T-Maximum Pharmaceutical has received high acclaim from the international medical community for its groundbreaking work in allogeneic CAR-T cell therapy at ASCO Breakthrough 2024.

The company presented an exploratory investigator-initiated trial involving the intrathecal or intracerebroventricular administration of B7H3-specific allogeneic CAR-T cells for the treatment of recurrent high-grade glioma. This study, focused on the use of B7H3-specific allogeneic universal CAR-T cells in patients with recurrent high-grade gliomas, was highlighted at the 2024 American Society of Clinical Oncology (ASCO) Breakthrough Summit. The presentation was honored with an Abstract Award, one of only 40 awarded globally at the conference.

T-Maximum Pharmaceutical was founded in 2017, and two core laboratories are located in China and the United States.

T-Maximum Pharmaceutical is leading the development of universal cell therapies, advancing cell therapy as the definitive treatment for 'untreatable' diseases. T-MAXIMUM is currently focusing on advanced-stage solid malignancies, with its lead pipeline product for recurrent high-grade glioma (rHGG) demonstrating breakthrough efficacy and manageable safety in initial clinical studies and obtained Orphan Drug Designation (ODD) from the US FDA.
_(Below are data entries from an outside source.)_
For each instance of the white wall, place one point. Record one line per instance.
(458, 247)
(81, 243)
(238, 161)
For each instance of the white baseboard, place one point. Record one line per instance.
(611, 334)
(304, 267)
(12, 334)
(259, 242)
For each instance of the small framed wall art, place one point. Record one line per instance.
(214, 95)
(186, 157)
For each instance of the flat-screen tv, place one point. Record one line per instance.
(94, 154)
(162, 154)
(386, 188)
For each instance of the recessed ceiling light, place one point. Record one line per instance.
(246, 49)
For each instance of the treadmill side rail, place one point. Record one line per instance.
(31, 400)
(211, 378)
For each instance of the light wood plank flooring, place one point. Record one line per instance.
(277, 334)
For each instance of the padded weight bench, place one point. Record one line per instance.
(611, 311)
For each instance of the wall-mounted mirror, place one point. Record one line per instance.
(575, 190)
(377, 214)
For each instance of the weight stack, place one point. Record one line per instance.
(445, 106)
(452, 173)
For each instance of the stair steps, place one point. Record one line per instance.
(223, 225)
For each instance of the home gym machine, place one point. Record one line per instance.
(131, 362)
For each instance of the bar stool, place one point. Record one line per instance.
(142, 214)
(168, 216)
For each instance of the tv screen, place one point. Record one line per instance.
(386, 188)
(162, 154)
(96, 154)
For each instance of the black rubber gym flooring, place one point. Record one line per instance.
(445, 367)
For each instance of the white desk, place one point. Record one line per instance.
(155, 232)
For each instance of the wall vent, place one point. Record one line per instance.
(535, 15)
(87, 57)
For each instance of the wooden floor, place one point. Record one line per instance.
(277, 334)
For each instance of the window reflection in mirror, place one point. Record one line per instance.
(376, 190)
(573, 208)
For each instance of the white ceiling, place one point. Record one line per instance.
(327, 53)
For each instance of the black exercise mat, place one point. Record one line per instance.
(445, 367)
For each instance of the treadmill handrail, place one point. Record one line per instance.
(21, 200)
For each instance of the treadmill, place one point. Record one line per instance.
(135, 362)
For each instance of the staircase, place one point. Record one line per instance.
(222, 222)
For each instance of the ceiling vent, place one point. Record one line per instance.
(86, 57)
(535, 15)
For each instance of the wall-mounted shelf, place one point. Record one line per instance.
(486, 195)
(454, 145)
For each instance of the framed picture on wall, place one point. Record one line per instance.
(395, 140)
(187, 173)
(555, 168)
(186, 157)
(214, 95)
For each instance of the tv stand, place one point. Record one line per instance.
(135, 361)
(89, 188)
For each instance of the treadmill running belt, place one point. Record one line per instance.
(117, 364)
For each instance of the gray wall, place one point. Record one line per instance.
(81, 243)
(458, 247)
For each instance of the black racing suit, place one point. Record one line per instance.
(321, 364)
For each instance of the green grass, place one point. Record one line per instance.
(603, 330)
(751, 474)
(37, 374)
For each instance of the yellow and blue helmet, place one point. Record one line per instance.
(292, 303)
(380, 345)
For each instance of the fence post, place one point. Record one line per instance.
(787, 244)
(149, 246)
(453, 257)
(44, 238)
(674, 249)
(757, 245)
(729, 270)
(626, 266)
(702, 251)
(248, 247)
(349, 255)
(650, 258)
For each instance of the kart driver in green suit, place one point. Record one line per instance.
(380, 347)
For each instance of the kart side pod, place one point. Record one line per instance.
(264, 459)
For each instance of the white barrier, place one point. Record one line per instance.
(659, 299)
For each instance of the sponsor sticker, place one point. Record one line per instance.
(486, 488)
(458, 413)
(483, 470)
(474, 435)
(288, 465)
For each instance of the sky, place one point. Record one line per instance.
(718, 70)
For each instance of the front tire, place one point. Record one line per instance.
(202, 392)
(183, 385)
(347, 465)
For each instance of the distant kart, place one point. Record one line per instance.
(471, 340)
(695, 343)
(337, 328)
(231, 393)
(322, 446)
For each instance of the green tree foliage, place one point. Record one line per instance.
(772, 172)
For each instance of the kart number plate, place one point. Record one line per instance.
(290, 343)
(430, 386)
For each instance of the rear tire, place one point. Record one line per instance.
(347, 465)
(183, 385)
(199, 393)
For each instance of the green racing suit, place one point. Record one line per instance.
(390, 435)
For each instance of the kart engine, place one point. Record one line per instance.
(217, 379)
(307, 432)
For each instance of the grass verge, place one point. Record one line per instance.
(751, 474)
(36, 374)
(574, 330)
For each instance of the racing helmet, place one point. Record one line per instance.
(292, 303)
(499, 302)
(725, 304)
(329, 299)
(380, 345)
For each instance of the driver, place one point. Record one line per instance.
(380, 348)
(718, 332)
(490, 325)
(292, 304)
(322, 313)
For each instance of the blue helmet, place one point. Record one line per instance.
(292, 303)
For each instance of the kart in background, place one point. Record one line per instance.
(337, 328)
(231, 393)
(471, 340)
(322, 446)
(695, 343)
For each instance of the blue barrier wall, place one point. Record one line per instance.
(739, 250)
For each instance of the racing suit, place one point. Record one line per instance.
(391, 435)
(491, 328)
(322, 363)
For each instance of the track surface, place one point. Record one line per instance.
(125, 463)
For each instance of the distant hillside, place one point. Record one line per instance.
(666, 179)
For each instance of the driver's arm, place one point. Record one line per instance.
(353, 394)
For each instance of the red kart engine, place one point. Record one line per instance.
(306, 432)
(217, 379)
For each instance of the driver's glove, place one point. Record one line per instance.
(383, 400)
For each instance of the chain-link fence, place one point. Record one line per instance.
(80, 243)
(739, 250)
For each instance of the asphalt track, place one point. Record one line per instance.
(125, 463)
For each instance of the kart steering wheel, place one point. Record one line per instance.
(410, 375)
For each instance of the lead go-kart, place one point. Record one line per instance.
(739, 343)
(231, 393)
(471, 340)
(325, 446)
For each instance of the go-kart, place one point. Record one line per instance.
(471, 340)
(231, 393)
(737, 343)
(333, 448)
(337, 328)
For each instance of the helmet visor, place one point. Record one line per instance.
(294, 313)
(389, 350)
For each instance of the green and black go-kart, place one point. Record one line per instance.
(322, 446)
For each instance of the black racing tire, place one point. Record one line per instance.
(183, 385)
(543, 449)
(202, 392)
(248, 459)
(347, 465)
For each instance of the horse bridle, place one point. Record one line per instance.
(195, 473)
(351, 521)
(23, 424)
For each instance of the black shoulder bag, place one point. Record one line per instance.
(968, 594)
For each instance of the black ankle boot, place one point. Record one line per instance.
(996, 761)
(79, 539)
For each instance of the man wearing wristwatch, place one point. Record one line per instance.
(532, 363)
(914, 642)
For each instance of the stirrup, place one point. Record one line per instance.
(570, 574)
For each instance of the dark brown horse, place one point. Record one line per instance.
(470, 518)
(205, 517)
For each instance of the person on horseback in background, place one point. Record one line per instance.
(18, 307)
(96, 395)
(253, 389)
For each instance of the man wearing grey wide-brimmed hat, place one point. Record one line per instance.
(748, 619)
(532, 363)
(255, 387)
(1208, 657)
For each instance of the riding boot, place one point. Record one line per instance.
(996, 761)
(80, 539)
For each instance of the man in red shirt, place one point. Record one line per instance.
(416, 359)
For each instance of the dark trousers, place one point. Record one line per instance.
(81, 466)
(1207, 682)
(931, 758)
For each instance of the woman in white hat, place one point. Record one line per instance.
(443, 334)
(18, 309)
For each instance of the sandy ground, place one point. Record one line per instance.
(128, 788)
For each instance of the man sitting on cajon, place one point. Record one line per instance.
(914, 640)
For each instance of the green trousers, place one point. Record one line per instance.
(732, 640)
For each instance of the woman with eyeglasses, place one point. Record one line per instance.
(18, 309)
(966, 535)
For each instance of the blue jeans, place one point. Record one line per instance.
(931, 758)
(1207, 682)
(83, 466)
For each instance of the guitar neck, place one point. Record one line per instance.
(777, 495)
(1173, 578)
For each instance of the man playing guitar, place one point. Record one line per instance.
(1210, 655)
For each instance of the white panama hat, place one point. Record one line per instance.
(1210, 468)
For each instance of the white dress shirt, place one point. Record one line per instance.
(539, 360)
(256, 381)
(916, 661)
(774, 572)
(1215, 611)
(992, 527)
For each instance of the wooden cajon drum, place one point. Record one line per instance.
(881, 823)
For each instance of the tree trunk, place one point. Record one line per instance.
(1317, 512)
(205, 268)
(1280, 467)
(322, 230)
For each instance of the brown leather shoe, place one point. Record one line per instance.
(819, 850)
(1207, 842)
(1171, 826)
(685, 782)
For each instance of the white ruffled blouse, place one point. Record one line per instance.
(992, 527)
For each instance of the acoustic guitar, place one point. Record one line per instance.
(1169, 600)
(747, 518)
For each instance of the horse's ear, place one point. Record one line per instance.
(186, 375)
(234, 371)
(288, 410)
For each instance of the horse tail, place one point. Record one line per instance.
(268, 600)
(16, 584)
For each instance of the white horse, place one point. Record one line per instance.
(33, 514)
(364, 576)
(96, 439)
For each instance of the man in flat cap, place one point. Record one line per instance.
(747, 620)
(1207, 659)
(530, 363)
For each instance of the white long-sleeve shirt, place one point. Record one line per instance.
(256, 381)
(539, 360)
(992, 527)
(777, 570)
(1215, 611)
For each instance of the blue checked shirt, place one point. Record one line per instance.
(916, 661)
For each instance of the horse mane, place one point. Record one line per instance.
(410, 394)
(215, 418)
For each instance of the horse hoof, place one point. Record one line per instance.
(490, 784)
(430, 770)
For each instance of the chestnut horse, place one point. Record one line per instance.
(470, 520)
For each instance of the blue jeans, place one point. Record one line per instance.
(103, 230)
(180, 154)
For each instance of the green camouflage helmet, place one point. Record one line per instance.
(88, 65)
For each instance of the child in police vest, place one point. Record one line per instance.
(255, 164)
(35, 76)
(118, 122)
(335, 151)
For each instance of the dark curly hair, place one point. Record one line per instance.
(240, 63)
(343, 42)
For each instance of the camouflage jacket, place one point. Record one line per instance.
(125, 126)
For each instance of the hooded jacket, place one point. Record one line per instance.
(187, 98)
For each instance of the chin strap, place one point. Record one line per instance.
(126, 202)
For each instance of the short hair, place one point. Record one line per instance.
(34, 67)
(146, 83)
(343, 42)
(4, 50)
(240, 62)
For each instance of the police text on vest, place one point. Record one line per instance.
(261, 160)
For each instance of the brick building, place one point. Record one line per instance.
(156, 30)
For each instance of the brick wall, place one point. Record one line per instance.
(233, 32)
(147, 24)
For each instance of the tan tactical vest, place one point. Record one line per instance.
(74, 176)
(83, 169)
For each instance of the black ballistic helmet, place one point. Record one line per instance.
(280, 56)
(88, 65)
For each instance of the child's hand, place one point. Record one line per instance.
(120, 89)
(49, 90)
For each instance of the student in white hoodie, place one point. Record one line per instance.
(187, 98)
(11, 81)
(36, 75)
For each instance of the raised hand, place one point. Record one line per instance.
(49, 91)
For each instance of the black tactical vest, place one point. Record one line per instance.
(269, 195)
The team includes top experts in immunotherapy, gene editing, and seasoned biopharmaceutical professionals. They utilize advanced gene-edited allogeneic immune cell therapy technology to develop universal CAR-T cell therapies. This technology effectively overcomes challenges like Host versus Graft Reaction (HVGR) and Graft versus Host Disease (GvHD), allowing allogeneic CAR-T cells to persist longer in patients and achieve optimal therapeutic outcomes.

Most clinical trials to date have focused on CAR T cell therapies using autologous T cells, which are derived from the patient's own cells. However, this approach presents several challenges. The production process is both time-intensive and expensive, as it requires generating the therapy from each individual patient's cells. This can lead to delays in treatment, which is particularly concerning for patients with rapidly progressing diseases. Additionally, there is a risk of manufacturing failure, further complicating the timely delivery of therapy.

Another obstacle is the condition of the autologous T cells themselves. Patients often receive lymphodepleting chemotherapy or radiotherapy, which can reduce both the quantity and quality of their T cells. Moreover, the diversity of tumor antigen expression and the tumor's ability to evade the immune system necessitate CAR T cell products that can target multiple antigens. Unfortunately, in patients who have undergone extensive prior treatments, the supply of functional autologous T cells may be insufficient.

On the other hand, using T cells from healthy donors (allogeneic T cells) offers distinct advantages. These donor-derived cells are plentiful and fully functional, making it possible to create "off-the-shelf" CAR T cell products. This method not only overcomes the limitations of autologous T-cell therapies but also enables greater scalability and availability for broader patient use.